The Simple Life
Today, Hayes was trying hard to convince me of his big boy status. What prompted him to do so was the fact that our heads were almost the exact same height when he stood next to me on the bed. Of course, the difference is that my feet were on the ground and his were not. When I tried to explain this would not happen if he were standing on the floor because he is only three, he switched strategies and said that he IS big because he's almost four.
Since there was no point in reasoning with him any further, I considered the conversation closed. But he began to explain to me that soon he will be four and then he will be five and then six and then seven (he stopped at thirteen), insinuating that he is big now, but he will get bigger and bigger as time goes on.
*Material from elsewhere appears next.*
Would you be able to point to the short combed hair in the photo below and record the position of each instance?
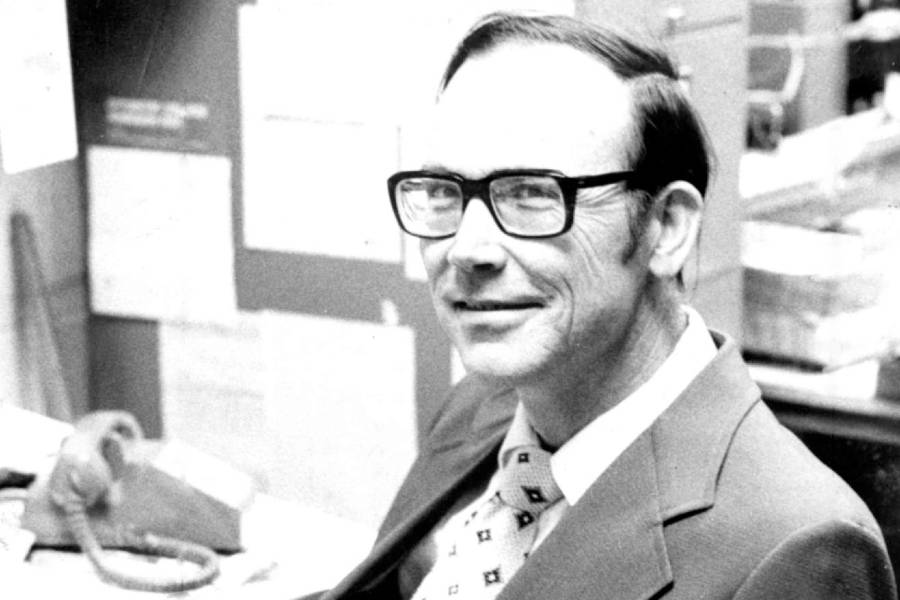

That's when I became nostalgic by the thought that my three year old will never be three years old again. He will, in fact, only get bigger and bigger and things more and more complicated. And I'll miss these simple days.
So I told him that when he turns four, I will miss him. And he told me that he will miss me too.
When his father walked into the room, Hayes told him he will miss him too.
Not knowing what conversation he had walked into, his father assured him that he would be missed too.
Then all of a sudden Hayes began to cry. And it wasn't just a little cry. He cried a sad, deep, belly cry with big crocodile tears.
His father and I were totally confused. When we asked him why the tears Hayes told us that he didn't want to turn four.
And that's when I knew for sure that things will never be as simple as they are right now.